With wheat leading the charge, grain and soy markets extended their mid-October advance yesterday and appear to be working on the same this morning. While possibly a bit out of character for this time of year, being harvest and all, do keep in mind that the gains are not exactly awe-inspiring, with the exception of wheat. We should not lose sight of the fact that the overall advance we have witnessed in the ag commodity world is now quite long in the tooth, and slowly, we are also losing the excitement of the narrative that pushed prices higher. This is not to say that there will not be more surprises lurking ahead as we page forward, but no doubt some have already begun to lose interest and have moved on to other books.
There were obviously enough showers around last week to slow harvest activity a smidge (where were they in June/July). Regardless, corn moved ahead 11% and stood at 52% complete, 11% ahead of average as of the weekend. With clear skies across much of the production region for the next week, progress should be significant. Bean harvest also moved forward by 11%, reaching 60% complete as of Sunday. This is 5% ahead of the 5-year average. Cotton harvest moved up to 28% complete, versus the 34% average and winter wheat is now 70% planted, with 44% emerging.
Brazilian farmers have forged ahead as fast as they can, with an estimated 22% of the bean crop now planted. This compares to just 8% a year ago and 16% on average. In fact, this is the second-fastest pace set for as long as AgRural has kept records. Just as important, unlike a year ago, this crop is being planted into good moisture as rains have continued to come, with more promised. Much has been made of the possible (dry) implications of La Nina on that region again this year, but never lose sight of the fact that correlations are not guarantees in weather or anything else for that matter. First crop corn planting is now estimated to be 45% complete. Weather conditions in Argentina do remain dry, but that has not stopped planting progress. Beans are still at least a week away from commencing, but corn has moved to 23.2% complete. This is virtually the same pace as a year ago but is 6% behind average.

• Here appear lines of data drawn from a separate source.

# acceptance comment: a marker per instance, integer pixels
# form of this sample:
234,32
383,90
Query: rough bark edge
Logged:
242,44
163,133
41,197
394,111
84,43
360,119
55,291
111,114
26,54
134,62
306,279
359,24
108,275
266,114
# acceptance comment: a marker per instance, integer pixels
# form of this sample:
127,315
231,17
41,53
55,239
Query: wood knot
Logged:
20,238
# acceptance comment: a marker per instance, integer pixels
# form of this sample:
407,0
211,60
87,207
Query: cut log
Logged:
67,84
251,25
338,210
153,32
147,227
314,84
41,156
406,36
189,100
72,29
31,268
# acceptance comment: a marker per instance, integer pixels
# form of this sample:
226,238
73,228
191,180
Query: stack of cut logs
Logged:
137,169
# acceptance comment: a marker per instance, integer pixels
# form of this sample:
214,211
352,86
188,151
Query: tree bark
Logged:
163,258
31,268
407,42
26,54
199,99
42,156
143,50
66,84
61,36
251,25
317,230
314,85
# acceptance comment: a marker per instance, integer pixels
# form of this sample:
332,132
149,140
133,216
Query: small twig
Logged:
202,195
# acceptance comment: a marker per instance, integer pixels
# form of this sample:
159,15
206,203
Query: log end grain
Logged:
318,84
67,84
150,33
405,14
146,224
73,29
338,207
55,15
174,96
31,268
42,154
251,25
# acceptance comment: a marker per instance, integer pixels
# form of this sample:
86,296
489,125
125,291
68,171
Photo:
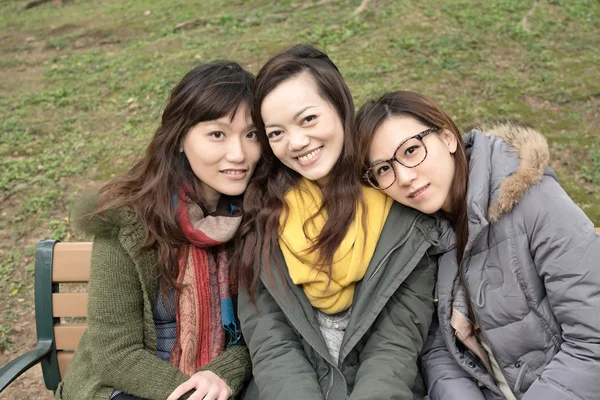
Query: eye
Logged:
252,135
217,134
309,118
411,150
382,169
274,134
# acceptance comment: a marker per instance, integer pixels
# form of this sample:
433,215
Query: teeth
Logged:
310,155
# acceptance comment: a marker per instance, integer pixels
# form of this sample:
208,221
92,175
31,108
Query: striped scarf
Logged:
206,323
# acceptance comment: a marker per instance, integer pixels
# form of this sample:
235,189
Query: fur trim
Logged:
532,148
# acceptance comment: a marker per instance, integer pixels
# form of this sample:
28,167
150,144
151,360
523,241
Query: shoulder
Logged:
546,206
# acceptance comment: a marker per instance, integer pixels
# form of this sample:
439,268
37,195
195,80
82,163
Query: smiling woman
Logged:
222,154
518,277
161,301
337,292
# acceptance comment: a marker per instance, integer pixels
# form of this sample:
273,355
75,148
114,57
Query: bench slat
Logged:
72,262
69,305
67,336
64,358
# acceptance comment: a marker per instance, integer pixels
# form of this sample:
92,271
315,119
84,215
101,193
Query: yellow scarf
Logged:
350,260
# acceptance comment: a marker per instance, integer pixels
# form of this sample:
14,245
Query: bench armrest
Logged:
16,367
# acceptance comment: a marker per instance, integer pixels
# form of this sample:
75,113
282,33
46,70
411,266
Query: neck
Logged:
211,197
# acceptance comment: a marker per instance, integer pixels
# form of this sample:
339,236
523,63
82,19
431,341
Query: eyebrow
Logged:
226,124
295,117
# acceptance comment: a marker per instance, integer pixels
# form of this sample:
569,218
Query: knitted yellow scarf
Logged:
351,259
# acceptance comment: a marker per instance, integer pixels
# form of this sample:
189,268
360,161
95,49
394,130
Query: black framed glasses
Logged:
410,153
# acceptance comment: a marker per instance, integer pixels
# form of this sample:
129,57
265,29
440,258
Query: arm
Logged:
280,367
566,254
445,379
116,327
233,366
388,362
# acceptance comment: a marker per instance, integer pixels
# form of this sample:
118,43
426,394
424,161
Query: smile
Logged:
234,173
417,192
309,156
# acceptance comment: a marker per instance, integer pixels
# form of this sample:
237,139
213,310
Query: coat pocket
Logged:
530,367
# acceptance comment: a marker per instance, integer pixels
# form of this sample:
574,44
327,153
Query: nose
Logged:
235,152
404,176
298,140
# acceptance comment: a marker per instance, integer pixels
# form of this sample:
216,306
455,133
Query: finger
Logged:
199,394
183,389
213,393
225,393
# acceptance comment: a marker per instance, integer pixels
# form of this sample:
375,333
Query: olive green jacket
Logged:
391,314
118,350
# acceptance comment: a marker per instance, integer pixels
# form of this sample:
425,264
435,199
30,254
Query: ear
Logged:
450,140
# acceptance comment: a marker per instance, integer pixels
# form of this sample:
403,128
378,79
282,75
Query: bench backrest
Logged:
62,271
59,264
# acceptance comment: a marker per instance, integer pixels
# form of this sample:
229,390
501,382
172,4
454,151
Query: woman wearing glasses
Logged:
337,293
518,280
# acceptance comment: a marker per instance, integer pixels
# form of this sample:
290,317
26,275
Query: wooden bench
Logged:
56,263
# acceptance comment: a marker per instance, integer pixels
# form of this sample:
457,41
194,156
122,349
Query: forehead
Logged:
240,120
391,133
290,96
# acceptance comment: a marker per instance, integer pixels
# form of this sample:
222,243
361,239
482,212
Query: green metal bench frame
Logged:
45,351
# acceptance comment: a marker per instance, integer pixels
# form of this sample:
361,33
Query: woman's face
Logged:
223,154
305,132
425,187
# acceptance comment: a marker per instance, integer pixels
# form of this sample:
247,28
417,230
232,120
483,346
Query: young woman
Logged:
337,301
160,312
518,286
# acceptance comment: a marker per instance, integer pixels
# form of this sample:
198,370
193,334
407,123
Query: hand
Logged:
208,386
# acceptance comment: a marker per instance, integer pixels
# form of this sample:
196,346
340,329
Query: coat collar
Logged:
503,164
505,161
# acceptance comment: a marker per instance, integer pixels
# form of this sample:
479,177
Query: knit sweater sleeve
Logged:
116,327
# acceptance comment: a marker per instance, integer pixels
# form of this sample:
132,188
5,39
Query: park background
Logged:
82,86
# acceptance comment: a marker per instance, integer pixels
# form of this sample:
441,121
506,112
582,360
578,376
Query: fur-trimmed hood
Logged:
531,148
505,160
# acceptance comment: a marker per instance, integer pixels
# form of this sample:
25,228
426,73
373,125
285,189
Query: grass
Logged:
82,87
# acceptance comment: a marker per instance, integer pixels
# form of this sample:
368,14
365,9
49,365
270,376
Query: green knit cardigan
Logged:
118,350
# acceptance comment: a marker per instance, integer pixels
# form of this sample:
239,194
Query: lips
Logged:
233,171
417,192
310,155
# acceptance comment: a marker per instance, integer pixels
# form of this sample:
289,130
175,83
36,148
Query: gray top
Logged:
333,327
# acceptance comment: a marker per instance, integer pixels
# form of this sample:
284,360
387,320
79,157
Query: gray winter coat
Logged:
391,314
531,269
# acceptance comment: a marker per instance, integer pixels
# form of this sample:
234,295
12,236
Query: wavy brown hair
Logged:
264,200
208,92
403,103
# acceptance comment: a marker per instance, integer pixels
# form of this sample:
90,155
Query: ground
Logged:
82,87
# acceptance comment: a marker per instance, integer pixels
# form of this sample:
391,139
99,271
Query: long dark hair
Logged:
402,103
264,199
208,92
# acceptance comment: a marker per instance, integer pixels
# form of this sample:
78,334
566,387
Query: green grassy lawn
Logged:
82,86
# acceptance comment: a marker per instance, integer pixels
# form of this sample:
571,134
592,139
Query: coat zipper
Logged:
389,253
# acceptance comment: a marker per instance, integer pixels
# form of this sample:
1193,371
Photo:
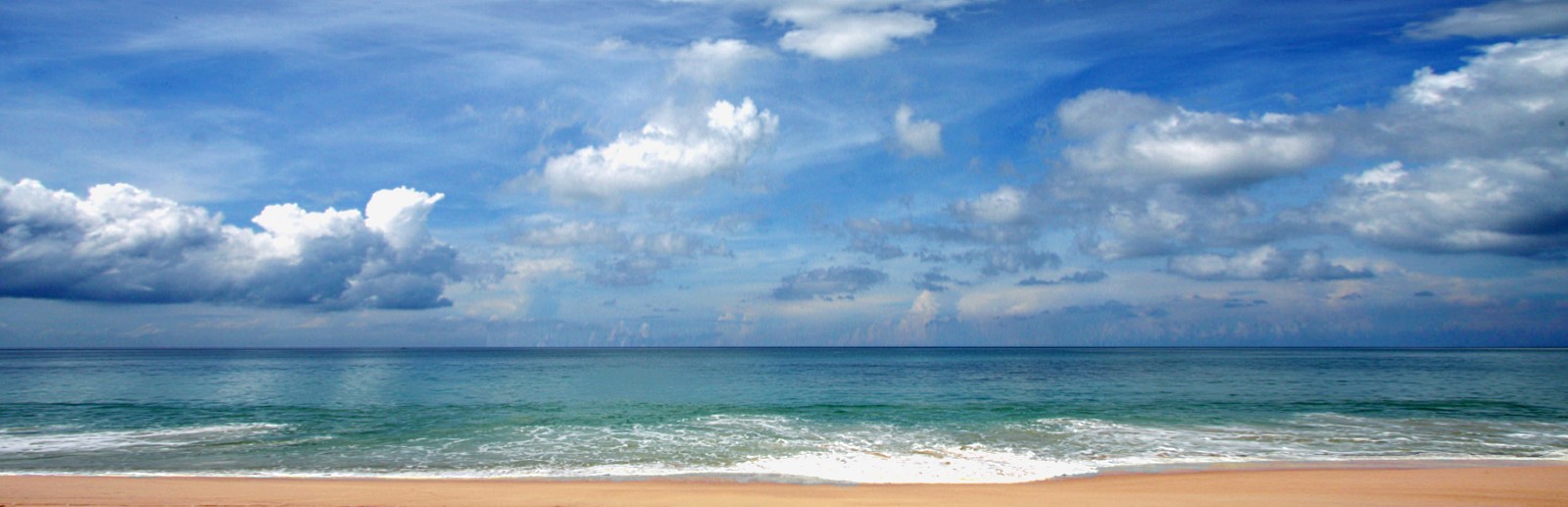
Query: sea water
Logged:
797,415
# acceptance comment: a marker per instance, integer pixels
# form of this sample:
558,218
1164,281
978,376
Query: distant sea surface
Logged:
808,415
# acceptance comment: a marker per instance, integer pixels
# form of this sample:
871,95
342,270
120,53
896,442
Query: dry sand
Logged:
1290,485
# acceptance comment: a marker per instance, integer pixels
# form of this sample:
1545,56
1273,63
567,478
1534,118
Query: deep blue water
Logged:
861,415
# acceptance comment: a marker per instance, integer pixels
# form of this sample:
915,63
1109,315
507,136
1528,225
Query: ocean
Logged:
792,415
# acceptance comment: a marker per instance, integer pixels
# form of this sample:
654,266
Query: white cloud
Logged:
1517,18
663,154
1264,263
1489,170
828,282
710,62
849,28
851,35
122,243
1465,204
1003,206
1136,140
916,137
1505,99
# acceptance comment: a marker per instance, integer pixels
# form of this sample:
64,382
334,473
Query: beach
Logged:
1251,485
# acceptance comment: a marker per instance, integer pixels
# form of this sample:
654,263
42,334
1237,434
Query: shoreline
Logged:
1415,482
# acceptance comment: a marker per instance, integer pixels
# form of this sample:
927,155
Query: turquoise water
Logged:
854,415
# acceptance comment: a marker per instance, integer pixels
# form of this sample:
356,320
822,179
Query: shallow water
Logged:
855,415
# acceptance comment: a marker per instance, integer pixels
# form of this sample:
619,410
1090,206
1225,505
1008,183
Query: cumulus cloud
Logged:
1264,263
1073,279
1003,206
828,282
916,137
1136,140
1517,18
1505,99
122,243
1494,132
932,281
663,154
839,35
710,62
849,28
1510,206
1481,153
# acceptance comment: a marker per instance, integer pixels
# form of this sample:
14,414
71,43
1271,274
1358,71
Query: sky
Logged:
783,173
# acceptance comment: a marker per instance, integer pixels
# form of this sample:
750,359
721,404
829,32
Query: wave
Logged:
800,449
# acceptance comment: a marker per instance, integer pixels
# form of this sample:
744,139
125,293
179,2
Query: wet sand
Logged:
1445,483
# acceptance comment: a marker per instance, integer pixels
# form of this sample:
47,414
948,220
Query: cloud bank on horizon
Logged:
786,173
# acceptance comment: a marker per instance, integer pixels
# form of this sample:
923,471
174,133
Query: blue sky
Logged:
783,173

Could it be that the bloom, or is that boom, is now finally fading from the U.S. real estate flower, as well. After recording the slowest prices increases this year in September, we find that both housing starts and building permits went backward during the month. Housing starts were down 1.6% versus an expected .3% decline, and building permits dropped 7.7% compared with the anticipated 2.2% decline.
While they may not be building the next home, consumers are still actively spending money. The Redbook Weekly Retails Sales for the first two weeks of October we 15.1% above the same period a year ago. Granted, using 2020 as a benchmark may still be distorted, but there is no question that the American consumer is flush with cash and are not afraid to use it.
In the macros this morning, we find energies flat to lower, metals higher, financial instruments under decent pressure, equities higher, and the U.S. dollar under solid pressure.